The exception that proves the rule?
Sometimes it’s necessary for an individual to become involved in religious discussions with others with opposite viewpoints in order to awaken the individuals spirituality. Broussard apparently needed these discussions and the praying that went along with them. The goal of the missionaries was to convert him. They weren’t able to but it worked out for the best for Broussard anyway.
I have a feeling this is the case. That doesn’t bother me a whole lot, although I know it would be a bummer to my kids not to have neighbor kids to play with anymore (there are no other kids on our street). Obviously having convenient playmates is not more important than our faith.
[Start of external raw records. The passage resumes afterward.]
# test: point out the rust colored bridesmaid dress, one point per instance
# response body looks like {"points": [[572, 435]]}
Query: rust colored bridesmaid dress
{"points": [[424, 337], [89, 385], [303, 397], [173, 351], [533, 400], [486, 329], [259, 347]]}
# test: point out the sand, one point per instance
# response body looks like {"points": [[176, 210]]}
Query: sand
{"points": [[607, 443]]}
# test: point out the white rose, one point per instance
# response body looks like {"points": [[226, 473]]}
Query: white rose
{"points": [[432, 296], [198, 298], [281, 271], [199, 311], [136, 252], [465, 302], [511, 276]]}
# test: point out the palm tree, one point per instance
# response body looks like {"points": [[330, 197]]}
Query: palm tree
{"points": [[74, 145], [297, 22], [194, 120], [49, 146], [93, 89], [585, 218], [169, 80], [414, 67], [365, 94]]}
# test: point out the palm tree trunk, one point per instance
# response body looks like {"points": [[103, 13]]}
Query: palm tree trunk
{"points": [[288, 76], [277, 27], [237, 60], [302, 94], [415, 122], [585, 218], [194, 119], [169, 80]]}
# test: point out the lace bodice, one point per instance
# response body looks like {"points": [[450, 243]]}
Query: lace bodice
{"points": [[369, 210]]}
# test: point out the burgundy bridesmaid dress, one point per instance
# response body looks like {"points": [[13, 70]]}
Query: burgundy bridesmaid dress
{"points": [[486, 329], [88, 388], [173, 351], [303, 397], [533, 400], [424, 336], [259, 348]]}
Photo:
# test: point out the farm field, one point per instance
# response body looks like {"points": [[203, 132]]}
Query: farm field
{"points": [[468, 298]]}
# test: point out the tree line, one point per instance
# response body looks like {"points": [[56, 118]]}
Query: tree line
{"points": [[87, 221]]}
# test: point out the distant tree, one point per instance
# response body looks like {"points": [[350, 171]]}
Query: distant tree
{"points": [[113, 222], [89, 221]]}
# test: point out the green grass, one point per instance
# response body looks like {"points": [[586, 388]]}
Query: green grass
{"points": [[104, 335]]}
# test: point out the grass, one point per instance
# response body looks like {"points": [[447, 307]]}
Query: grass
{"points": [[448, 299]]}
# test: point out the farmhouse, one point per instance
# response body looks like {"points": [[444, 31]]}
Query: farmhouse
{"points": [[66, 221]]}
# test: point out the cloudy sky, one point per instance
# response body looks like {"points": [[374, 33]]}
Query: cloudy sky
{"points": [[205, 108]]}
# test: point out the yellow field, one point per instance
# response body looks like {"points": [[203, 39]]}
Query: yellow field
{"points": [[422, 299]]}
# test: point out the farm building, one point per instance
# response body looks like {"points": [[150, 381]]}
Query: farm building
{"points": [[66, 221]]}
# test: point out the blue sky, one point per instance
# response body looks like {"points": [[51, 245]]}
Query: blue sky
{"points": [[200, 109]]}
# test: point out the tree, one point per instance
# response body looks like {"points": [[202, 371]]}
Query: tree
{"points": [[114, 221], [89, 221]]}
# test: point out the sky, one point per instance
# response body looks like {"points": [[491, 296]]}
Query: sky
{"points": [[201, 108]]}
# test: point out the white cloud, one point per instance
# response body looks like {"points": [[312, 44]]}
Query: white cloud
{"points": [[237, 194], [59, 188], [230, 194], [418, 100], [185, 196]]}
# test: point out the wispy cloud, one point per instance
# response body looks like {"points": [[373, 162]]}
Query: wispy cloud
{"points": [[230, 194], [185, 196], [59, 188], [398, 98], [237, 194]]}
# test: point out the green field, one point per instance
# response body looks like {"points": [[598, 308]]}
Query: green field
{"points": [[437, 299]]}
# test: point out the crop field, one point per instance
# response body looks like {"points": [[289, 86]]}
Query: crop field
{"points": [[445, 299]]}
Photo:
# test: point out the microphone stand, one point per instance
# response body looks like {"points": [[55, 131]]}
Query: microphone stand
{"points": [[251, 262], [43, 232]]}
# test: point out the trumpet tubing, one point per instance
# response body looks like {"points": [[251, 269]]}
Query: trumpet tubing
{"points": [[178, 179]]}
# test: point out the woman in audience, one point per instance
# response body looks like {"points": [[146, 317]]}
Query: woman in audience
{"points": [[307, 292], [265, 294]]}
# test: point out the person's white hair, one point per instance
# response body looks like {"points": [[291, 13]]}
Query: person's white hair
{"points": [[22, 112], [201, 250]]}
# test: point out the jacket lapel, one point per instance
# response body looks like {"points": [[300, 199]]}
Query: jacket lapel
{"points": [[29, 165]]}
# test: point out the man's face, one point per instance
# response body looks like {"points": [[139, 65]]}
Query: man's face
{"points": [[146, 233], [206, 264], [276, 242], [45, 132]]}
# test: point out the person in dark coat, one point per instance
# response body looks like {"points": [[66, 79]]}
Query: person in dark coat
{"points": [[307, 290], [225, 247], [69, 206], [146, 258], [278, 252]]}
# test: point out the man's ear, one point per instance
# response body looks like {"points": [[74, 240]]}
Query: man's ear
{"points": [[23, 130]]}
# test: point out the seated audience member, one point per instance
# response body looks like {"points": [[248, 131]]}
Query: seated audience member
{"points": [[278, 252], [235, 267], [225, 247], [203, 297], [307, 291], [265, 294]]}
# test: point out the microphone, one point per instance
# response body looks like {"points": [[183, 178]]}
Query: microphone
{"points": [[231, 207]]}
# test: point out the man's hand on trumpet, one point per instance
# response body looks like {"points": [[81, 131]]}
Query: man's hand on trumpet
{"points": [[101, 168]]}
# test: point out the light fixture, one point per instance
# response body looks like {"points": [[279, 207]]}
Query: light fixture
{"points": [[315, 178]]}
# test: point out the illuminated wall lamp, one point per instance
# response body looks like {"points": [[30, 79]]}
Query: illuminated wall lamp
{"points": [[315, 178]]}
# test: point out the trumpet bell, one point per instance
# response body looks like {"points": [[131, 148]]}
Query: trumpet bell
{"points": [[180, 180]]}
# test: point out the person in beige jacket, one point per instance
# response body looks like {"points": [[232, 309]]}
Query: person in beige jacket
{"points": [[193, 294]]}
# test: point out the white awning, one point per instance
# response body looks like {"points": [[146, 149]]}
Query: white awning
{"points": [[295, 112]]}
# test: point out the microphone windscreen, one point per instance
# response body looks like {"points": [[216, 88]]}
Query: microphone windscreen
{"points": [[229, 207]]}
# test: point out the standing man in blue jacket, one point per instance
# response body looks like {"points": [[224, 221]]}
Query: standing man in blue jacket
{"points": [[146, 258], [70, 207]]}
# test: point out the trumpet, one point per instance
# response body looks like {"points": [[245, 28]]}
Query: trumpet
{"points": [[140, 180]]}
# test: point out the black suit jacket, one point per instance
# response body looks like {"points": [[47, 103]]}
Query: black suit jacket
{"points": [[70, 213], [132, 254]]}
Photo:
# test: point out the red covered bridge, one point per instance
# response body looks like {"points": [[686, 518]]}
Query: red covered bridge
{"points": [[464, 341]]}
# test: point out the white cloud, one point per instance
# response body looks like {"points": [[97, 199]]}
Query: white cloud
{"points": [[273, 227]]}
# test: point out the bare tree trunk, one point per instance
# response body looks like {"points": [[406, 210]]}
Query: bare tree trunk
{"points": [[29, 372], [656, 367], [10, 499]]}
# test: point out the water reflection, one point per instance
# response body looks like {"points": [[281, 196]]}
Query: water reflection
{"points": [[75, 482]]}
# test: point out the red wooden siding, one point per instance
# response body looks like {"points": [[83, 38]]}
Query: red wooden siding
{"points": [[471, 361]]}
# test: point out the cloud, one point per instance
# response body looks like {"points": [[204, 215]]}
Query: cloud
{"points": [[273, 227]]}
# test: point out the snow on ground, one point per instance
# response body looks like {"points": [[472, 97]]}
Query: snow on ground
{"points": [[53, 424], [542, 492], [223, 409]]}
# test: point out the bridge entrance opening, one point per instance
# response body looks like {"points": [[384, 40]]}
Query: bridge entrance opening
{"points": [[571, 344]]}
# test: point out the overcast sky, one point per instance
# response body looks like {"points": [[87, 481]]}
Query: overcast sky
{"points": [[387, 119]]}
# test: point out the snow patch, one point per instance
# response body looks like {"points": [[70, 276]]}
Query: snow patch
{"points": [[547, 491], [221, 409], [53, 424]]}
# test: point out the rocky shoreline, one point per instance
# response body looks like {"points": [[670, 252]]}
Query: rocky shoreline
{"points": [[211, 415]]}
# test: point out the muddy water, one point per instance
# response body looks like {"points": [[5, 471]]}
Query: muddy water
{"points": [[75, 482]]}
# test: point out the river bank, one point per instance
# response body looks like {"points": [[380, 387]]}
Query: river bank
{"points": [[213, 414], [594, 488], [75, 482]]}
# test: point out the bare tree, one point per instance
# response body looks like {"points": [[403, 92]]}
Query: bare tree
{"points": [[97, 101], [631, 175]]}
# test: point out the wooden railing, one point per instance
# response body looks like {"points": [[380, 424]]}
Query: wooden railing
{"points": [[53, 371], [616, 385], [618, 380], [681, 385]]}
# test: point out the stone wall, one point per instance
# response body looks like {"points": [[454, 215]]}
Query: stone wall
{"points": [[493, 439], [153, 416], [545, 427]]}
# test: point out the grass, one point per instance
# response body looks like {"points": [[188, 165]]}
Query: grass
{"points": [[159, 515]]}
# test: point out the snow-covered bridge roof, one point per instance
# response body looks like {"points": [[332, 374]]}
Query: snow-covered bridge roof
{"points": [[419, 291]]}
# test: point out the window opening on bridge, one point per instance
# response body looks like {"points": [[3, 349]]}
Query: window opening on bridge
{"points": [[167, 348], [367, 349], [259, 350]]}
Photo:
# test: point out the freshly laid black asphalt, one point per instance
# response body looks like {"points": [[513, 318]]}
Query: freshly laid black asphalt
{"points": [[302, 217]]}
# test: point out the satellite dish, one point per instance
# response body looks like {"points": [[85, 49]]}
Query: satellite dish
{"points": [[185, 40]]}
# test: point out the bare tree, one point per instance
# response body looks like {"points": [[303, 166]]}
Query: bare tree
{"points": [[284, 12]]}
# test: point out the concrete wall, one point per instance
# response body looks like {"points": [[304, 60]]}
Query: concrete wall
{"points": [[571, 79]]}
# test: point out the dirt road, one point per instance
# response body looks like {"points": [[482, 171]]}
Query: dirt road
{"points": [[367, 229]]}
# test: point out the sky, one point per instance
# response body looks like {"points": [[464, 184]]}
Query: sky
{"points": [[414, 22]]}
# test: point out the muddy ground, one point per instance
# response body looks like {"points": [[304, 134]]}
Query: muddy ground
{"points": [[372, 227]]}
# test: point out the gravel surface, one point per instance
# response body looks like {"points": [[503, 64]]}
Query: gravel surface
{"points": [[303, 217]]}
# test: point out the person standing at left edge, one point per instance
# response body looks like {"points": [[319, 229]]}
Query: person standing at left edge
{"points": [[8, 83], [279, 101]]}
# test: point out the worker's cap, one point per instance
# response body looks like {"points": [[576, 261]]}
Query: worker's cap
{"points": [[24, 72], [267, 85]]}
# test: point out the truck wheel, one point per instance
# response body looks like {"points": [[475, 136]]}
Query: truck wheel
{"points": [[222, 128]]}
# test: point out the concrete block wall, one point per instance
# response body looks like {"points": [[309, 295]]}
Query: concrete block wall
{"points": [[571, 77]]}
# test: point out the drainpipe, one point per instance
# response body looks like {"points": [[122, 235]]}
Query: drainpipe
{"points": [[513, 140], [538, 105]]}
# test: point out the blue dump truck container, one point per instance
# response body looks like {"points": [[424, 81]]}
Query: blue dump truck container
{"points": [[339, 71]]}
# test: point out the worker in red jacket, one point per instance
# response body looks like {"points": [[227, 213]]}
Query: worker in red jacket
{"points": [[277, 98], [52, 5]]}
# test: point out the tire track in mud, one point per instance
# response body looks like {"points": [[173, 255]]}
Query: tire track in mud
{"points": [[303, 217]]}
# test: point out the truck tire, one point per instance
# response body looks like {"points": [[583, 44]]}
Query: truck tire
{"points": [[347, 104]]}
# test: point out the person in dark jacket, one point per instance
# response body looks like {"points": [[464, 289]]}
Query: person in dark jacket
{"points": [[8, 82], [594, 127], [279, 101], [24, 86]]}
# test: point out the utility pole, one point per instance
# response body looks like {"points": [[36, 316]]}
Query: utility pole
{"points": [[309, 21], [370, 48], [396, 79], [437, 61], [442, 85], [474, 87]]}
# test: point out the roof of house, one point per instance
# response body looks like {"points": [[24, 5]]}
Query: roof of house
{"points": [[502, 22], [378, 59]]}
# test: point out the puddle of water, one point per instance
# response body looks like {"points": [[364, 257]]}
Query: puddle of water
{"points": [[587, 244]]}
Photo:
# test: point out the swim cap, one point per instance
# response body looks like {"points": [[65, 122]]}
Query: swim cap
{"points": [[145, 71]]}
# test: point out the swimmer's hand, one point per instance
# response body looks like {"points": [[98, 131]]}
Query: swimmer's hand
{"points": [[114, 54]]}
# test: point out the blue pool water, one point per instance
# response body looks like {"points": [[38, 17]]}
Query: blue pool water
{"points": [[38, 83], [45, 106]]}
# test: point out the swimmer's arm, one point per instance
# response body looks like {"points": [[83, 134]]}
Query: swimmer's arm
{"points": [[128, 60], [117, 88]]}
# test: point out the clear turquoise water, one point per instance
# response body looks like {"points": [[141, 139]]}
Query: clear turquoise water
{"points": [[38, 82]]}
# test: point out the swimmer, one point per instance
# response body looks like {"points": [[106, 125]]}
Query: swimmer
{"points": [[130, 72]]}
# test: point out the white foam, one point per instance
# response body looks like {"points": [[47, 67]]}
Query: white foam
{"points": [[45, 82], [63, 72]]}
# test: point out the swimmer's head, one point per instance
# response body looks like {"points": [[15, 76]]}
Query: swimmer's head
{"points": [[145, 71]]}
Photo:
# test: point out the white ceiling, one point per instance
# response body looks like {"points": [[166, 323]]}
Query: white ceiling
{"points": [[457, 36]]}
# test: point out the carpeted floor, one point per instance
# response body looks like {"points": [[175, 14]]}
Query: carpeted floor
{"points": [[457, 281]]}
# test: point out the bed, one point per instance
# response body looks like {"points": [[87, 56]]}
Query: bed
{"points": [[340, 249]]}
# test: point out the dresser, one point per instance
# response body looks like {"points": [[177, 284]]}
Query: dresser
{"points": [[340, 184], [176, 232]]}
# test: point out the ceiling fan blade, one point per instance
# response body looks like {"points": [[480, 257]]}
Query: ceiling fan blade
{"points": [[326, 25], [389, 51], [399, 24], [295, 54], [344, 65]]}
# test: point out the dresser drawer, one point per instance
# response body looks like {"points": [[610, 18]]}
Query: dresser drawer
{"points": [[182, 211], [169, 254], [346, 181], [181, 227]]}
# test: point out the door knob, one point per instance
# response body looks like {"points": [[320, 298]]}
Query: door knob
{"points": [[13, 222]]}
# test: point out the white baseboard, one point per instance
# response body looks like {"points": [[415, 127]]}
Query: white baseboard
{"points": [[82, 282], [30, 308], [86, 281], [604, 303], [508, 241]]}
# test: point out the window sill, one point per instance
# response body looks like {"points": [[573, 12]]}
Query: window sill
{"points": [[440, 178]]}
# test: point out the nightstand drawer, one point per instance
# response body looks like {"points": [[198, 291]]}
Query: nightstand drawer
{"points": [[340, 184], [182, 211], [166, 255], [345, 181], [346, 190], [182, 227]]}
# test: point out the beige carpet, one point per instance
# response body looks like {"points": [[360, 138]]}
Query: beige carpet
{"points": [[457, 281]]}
This statement characterizing Latter-day Saints as non-Christian is incorrect. Latter-day Saints believe that Jesus atoned for the sins of mankind, and the no one could return to the present of God without that atonement. I hope this helps…
I think you are very right about not wanting to be anyones assignment. When I was LDS I always wondered i the “friendships” I was making in the church were fake. When I stopped going to church, everyone stopped talking to me. turns out the friendships were fake i guess .
I don’t know what it is you want me to explain. A practicing Latter-day Saint meets a lax Catholic and they form a friendship, which prompts the latter to become more serious in his faith? It isn’t my position that it’s impossible for LDS people to be genuine friends with those of other faiths. My position is that more often than not the “friendships” LDS strike up with non-members are shallow and predicated on them being able to eventually make an investigator (and then a convert) out of the person. As has been said earlier in this thread: you’re more a project than a friend. Showing me an exception to the rule doesn’t disprove the rule. Mr. Blackwell is a genuinely good friend to Mr. Broussard since their friendship is clearly not conditioned on some kind of shared religious membership.
I have two such Mormon friends myself. Only two, after two and a half decades of being a devout Latter-day Saint myself, born to a pioneer family, and having served a mission. But those two are indeed good friends. One of them came to my Catholic baptism/confirmation 7 Easters ago (the other couldn’t make it due to his sibling’s wedding). I went to both of their weddings, and, yes, I stood outside of the temple while the sealing occurred and I don’t really care. I wasn’t there to see an LDS sealing (I’ve seen plenty). I was there to show my love and support.
None of this changes the fact that there’s a cultural pressure for LDS to, let’s be honest, be fake to people in hopes that they’ll show interest in the LDS Church. Given the fact the O.P. mentioned hardly knowing this woman and yet she continually pressures her to attend Sacrament Meeting with her, I’m willing to bet that she isn’t looking for a genuine friendship. Maybe I’m wrong. Hopefully I’m wrong.
I generally ask anyone attempting to convert me when knocking on my door to please not do so again. I’ve only had to be more direct than that once or twice. I’ve had one set of JW’s who simply wouldn’t stop knocking one morning years ago and telling me how the statue of Mary in the living room window as frightening them due to its ‘Satanic’ power. I simply eventually told them they could walk around the corner and not see it. They still kept knocking and as I was trying to sleep after working all night at that point I opened the door and with a cordless phone in hand told them if they kept knocking I was going to phone the security patrol for the estate and ask for them to be removed from the area or that if they didn’t like that I would physically removed them from my doorway if they weren’t gone in a few seconds. Most JW’s just see ‘Good day’ and move on if you show no interest. Mormons are lesser known beings here. Although I do have abiding memories of one trying to convert someone at a bus stop in Lewisham. That area of London has a very high amount of black people living it. A lady at the bus stop who was clearly from somewhere in the deep south of the US pointed out, ‘You might want to ask that young man about their former views on black people’ to the young man the Mormon was talking to. When he looked rattled she pointed out what they were and there was suddenly a LOT of angry people at that bus stop. So angry in fact that I moved on to another stop.
From a Catholic point of view Mormons are not considered Christians, quasi-Christian at best. I find the whole difference academic as I regard all of it this point as essentially pious fiction but Catholics and Orthodox faithful do not generally regard Mormons as Christian, although they may admire or respect certain aspects of their faith.
Wow. You have some tough door-knockers in your neighborhood.
When such folk (and they are markedly more mild in my area) show up, and after I take over the conversation and move it into history, and my experiences in life, they are usually running in about 10 minutes.